Following Martin Carver’s lead as outlined in his book Archaeological Investigation, I have created a project plan for the Legacy Hub Archaeological Project and am sharing it publicly for comment until […]
Following Martin Carver’s lead as outlined in his book Archaeological Investigation, I have created a project plan for the Legacy Hub Archaeological Project and am sharing it publicly for comment until November 18. This gives people the chance to consider my proposed plan and offer suggestions on how to improve it. Following the public review period, I will update the plan and then move it into production.
The central purpose of the Legacy Hub Archaeological Project (LHAP) is to document what remains of the human habitations and material culture of the original Galactic Hub in No Man’s Sky and interpreting the abandonment process. Centered on the capital planet of Drogradur (aka Lennon) in the Euclid Galaxy, the Galactic Hub spanned hundreds of planets all discovered and settled by members of the Galactic Hub Project (a citizen-science Utopia) and later occupiers such as the Empire of Hova. With the release of update 1.3 (“Atlas Rises”), the ecosystems and environments (including landscapes/topography) of all worlds in the NMS universe changed rendering Drogradur (and other planets) uninhabitable. What was once a lush paradise became an arctic wasteland literally overnight. This unforeseen climate event forced the mass migration of Galactic Hub inhabitants to another place in the universe, a new Galactic Hub. The players named the evacuated systems the “Legacy Hub.” Many of their bases were left behind, as well as other markers to indicate previous occupation. As archaeologists, the LHAP team will record this material evidence to create an archaeological record of a digital space focusing on site formation and abandonment processes, and looking for patterns in spatial and structural transformation of the landscape.

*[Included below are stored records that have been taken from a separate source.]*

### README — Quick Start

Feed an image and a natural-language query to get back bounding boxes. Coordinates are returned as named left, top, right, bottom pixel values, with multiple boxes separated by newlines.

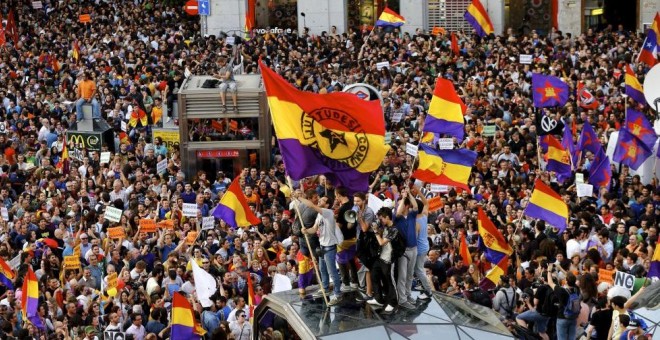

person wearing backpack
left=516, top=270, right=557, bottom=340
left=493, top=275, right=518, bottom=320
left=548, top=263, right=582, bottom=340
left=395, top=187, right=418, bottom=310
left=362, top=207, right=406, bottom=313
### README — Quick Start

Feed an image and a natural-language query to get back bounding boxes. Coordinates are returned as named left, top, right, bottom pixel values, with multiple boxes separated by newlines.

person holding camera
left=362, top=207, right=407, bottom=313
left=516, top=268, right=551, bottom=340
left=493, top=275, right=518, bottom=320
left=298, top=197, right=343, bottom=306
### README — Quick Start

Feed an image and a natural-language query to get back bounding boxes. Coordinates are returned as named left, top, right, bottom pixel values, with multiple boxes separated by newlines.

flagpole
left=286, top=176, right=330, bottom=306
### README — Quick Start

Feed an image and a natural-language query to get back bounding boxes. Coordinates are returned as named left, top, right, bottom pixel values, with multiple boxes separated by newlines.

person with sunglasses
left=229, top=311, right=252, bottom=340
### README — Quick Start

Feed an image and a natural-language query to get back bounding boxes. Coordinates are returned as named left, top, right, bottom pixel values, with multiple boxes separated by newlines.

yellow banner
left=153, top=129, right=181, bottom=152
left=64, top=255, right=81, bottom=270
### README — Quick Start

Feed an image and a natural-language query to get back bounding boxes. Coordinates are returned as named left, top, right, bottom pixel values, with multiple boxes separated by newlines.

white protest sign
left=438, top=138, right=454, bottom=150
left=183, top=203, right=198, bottom=217
left=202, top=216, right=215, bottom=230
left=376, top=61, right=390, bottom=71
left=392, top=111, right=403, bottom=123
left=104, top=207, right=124, bottom=222
left=576, top=183, right=594, bottom=197
left=520, top=54, right=534, bottom=65
left=431, top=184, right=449, bottom=192
left=101, top=152, right=110, bottom=164
left=367, top=194, right=384, bottom=214
left=614, top=270, right=635, bottom=290
left=385, top=132, right=392, bottom=144
left=273, top=273, right=292, bottom=293
left=406, top=143, right=417, bottom=157
left=156, top=159, right=167, bottom=174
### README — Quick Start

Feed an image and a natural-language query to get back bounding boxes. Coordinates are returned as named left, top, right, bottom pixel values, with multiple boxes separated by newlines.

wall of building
left=202, top=0, right=245, bottom=36
left=298, top=0, right=346, bottom=34
left=557, top=0, right=582, bottom=37
left=637, top=0, right=660, bottom=31
left=399, top=0, right=428, bottom=34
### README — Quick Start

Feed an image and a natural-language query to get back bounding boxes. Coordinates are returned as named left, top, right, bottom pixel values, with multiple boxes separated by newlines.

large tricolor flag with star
left=532, top=73, right=569, bottom=107
left=259, top=61, right=390, bottom=193
left=612, top=127, right=652, bottom=170
left=625, top=108, right=658, bottom=150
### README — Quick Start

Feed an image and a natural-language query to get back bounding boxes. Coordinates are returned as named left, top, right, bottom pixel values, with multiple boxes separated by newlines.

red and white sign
left=197, top=150, right=238, bottom=158
left=183, top=0, right=199, bottom=15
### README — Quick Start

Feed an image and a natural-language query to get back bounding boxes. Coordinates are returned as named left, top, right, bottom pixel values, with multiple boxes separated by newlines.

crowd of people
left=0, top=0, right=660, bottom=340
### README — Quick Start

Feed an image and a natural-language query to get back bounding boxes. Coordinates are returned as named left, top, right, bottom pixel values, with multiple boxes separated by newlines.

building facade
left=203, top=0, right=660, bottom=36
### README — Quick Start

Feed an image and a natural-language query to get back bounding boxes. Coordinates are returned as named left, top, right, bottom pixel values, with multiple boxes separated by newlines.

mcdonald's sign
left=66, top=131, right=102, bottom=151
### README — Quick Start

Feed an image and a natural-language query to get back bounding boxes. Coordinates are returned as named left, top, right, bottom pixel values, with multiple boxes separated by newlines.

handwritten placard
left=428, top=196, right=444, bottom=212
left=376, top=61, right=390, bottom=71
left=481, top=125, right=497, bottom=137
left=140, top=218, right=158, bottom=233
left=108, top=227, right=126, bottom=239
left=598, top=269, right=614, bottom=285
left=202, top=216, right=215, bottom=230
left=186, top=231, right=197, bottom=246
left=156, top=220, right=174, bottom=230
left=575, top=183, right=594, bottom=197
left=156, top=159, right=167, bottom=174
left=104, top=207, right=124, bottom=223
left=183, top=203, right=199, bottom=217
left=64, top=255, right=81, bottom=270
left=101, top=152, right=110, bottom=164
left=438, top=138, right=454, bottom=150
left=431, top=184, right=449, bottom=192
left=406, top=143, right=417, bottom=157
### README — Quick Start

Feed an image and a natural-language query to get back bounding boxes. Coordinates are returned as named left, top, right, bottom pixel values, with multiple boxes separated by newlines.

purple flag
left=589, top=149, right=612, bottom=190
left=532, top=73, right=569, bottom=107
left=578, top=122, right=603, bottom=155
left=624, top=108, right=658, bottom=150
left=561, top=122, right=578, bottom=170
left=612, top=128, right=652, bottom=170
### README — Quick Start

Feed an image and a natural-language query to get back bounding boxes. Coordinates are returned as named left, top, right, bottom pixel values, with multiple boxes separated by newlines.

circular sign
left=644, top=64, right=660, bottom=112
left=343, top=83, right=383, bottom=106
left=183, top=0, right=199, bottom=15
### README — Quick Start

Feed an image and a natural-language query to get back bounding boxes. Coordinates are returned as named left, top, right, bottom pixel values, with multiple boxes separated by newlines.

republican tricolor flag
left=213, top=176, right=261, bottom=228
left=21, top=266, right=46, bottom=330
left=464, top=0, right=495, bottom=37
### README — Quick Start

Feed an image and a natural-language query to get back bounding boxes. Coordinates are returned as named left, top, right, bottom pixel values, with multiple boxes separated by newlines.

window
left=426, top=0, right=472, bottom=32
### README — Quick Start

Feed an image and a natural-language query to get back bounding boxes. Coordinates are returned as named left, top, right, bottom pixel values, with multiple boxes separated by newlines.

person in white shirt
left=229, top=310, right=252, bottom=340
left=126, top=313, right=147, bottom=340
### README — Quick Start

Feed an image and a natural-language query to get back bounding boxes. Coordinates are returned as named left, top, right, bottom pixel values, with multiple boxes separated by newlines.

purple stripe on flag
left=424, top=115, right=465, bottom=142
left=648, top=262, right=660, bottom=277
left=525, top=203, right=567, bottom=232
left=465, top=11, right=486, bottom=38
left=336, top=245, right=357, bottom=264
left=213, top=203, right=238, bottom=229
left=170, top=324, right=194, bottom=339
left=279, top=139, right=369, bottom=194
left=298, top=268, right=314, bottom=289
left=626, top=85, right=646, bottom=105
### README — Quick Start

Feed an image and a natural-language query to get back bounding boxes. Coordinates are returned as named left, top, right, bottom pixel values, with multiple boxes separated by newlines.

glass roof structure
left=631, top=281, right=660, bottom=334
left=255, top=290, right=514, bottom=340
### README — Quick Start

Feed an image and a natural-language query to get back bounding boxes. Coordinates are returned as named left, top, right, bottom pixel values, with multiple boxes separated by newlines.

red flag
left=247, top=272, right=254, bottom=320
left=5, top=10, right=18, bottom=45
left=460, top=234, right=472, bottom=266
left=578, top=82, right=600, bottom=110
left=451, top=32, right=461, bottom=55
left=0, top=13, right=7, bottom=47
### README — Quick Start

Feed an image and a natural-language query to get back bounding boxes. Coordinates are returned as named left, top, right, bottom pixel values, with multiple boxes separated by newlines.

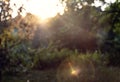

Because this is the first mass exodus by human players from one place to another within a synthetic environment (without abandoning that environment), it provides a unique opportunity for archaeologists to record how people reacted to a climate-induced migration.
Can we intuit the abandonment processes in the Legacy Hub?
What did players leave behind?
How did players live on their individual worlds?
Are there patterns to settlement and abandonment?
What message(s) did they choose to leave for others to find?
Is it possible to recreate (or reimagine) the original landscape based on what was left behind?
Are there any update-induced aberrations (i.e., glitches) on the Legacy Hub worlds?
Has anyone else visited these worlds post-update? How can we tell?
How does out interpretation of site formation and abandonment evidence and processes match or differ from those recorded by the original settlers?
How might this migration reflect (or predict) how disaster-driven movements of populations behave in the natural world?
LHAP team members should engage in the following activities pending discovery of settled locations in the systems of the Legacy Hub:
Communication Stations: Photograph and record these, including their color, the identity of who placed them, and what they say. If they are placed next to other communication stations or built elements, photograph them from above so that their arrangement can be mapped.
Bases: For abandoned, non-shared bases (round-houses only), photograph the exterior in relation to landscape features and other built elements (if present). Also photograph from above, and include other non-natural features when possible. For abandoned, shared bases, photograph and video the interiors; photograph the exteriors, and take aerial photos; draw a plan of the base. Record the location of the base and the name of its owner. Record the contents of the base (e.g., exocraft pads, cultivated plants, science terminals, etc.), and add them to your drawn plan.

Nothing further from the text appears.